Ari Jines, a graphic design major, said that they use they/them/theirs pronouns because “that’s who I am and what I’m most comfortable with. It’s mainly just who I am and I know what I want to be.”
But sometimes, people can refer to nonbinary individuals with the pronouns — whether it be intentional or not — that don’t align with their affirmed gender. This is called misgendering.
Jines said being misgendered is irritating “but since it’s been a thing for so long, I’m just like ‘OK.’ I want people to use ‘them,’ but I don’t know if I have the energy to deal with them.”
For nonbinary people such as Jines, it can often be a lot of work to try to correct people when they misgender them. Jines said it can become especially tiresome when one has to correct multiple people several times a day.
Jines and other nonbinary students said the easiest and most effective way to show support for nonbinary individuals is not to assume what their gender identity is from their appearance or fashion choice. Avoiding gendered language (words like ‘ma’am’ or ‘sir) is another way.
“If you don’t know someone’s pronouns—ask,” Max Haywood, a photography major, said. “Always ask. Anyone who’s not cisgendered does not mind being asked about pronouns.”

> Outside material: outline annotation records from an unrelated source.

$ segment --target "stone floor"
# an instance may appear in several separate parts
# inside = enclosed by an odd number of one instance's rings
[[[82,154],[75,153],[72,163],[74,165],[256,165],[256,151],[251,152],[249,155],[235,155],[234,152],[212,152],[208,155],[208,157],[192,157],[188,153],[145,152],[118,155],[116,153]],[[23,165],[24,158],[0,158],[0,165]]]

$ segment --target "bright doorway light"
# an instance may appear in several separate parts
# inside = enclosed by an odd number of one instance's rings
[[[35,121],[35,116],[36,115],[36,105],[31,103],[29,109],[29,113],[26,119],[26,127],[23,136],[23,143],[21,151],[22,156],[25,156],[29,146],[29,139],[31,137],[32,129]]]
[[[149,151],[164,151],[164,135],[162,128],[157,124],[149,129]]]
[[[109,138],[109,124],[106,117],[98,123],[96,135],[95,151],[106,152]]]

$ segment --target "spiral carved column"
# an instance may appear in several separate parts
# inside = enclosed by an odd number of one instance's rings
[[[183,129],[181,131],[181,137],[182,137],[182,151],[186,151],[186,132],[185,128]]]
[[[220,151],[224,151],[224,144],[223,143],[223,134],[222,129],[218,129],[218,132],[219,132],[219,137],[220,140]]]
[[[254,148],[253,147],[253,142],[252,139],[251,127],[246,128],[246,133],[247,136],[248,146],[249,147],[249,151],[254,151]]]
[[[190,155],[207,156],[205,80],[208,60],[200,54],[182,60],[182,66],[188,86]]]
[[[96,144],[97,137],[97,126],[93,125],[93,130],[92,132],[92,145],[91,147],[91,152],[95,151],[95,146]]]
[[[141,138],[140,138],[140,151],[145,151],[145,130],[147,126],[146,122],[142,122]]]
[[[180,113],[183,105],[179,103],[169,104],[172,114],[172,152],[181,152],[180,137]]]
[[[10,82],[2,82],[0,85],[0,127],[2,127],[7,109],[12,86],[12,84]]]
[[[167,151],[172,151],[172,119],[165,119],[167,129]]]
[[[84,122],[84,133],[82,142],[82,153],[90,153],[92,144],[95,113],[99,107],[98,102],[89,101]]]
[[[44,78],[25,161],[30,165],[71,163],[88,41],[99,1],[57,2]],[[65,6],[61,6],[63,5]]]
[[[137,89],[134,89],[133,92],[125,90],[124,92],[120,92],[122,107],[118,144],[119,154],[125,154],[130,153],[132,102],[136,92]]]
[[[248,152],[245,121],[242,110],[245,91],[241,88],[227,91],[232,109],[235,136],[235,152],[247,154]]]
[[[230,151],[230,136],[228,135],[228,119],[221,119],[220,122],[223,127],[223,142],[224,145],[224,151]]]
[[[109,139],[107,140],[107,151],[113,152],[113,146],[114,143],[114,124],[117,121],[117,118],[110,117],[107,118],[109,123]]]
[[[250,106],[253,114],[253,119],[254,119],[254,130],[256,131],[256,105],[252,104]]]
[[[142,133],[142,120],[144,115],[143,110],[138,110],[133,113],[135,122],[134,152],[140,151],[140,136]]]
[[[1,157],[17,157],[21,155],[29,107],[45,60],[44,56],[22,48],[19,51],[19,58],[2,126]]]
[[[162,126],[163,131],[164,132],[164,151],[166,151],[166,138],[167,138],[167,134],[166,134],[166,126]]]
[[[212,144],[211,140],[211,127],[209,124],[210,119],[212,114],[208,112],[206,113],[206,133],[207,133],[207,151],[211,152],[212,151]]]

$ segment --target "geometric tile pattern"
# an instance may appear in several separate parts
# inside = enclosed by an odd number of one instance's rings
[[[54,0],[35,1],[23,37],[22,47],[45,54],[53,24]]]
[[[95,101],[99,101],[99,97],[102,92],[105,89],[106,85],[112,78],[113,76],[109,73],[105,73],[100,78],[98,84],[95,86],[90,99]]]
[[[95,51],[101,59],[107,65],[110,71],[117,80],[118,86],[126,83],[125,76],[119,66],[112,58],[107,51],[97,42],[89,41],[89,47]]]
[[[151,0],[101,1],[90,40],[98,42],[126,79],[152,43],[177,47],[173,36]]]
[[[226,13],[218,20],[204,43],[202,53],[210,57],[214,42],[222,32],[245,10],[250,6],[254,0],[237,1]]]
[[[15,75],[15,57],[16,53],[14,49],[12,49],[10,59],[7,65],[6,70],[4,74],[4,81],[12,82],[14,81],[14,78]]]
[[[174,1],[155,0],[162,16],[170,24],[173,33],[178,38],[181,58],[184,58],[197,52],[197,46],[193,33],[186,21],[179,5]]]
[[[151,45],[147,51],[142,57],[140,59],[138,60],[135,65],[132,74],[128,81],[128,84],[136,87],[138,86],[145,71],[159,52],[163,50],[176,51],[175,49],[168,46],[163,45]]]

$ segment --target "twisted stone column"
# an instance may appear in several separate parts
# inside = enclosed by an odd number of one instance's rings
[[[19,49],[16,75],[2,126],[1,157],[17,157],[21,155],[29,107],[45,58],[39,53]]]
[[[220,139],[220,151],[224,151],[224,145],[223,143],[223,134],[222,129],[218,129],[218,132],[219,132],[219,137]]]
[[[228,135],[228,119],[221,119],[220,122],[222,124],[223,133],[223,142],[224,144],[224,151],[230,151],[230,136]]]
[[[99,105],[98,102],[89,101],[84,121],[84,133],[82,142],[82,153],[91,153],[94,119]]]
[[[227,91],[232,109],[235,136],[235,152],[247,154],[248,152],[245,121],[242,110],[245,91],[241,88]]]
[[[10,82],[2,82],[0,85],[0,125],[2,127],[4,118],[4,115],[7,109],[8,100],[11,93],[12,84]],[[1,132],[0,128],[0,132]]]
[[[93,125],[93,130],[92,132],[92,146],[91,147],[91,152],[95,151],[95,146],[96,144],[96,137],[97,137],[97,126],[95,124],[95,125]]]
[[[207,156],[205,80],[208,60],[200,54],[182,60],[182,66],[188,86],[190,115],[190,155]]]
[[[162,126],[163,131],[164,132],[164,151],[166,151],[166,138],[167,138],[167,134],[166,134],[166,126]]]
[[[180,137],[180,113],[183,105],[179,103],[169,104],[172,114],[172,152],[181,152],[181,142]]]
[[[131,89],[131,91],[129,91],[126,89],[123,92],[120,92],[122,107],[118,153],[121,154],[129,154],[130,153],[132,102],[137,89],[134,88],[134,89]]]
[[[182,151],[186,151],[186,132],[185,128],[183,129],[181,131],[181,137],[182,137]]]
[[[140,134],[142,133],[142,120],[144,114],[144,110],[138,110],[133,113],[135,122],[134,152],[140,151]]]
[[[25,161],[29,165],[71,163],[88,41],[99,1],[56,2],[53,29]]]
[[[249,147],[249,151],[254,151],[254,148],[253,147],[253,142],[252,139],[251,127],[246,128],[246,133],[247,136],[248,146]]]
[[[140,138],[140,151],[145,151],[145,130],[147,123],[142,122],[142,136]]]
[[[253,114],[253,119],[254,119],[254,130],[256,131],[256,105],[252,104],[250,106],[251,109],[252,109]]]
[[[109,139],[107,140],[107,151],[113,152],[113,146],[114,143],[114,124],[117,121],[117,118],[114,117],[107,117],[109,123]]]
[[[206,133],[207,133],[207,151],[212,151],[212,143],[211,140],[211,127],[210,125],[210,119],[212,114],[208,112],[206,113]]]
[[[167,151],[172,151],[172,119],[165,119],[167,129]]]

“If someone were to ask ‘What are your pronouns?’ I’d be happy to answer,” Haywood said. “I wouldn’t see that as rude or disrespectful,” said Haywood, who uses he/him/his pronouns.
Daniar Onoz, a graphic design major, admits that it might take some time to get used to using “they” to refer to one person.
“It was a little bit confusing for me at first,” Onoz said. “Whenever I tried to refer to them as ‘they,’ I kept referring to them as ‘she.’ I still see my friend as the same person. Someone might go by ‘they’ but I still see them as one of my friends.”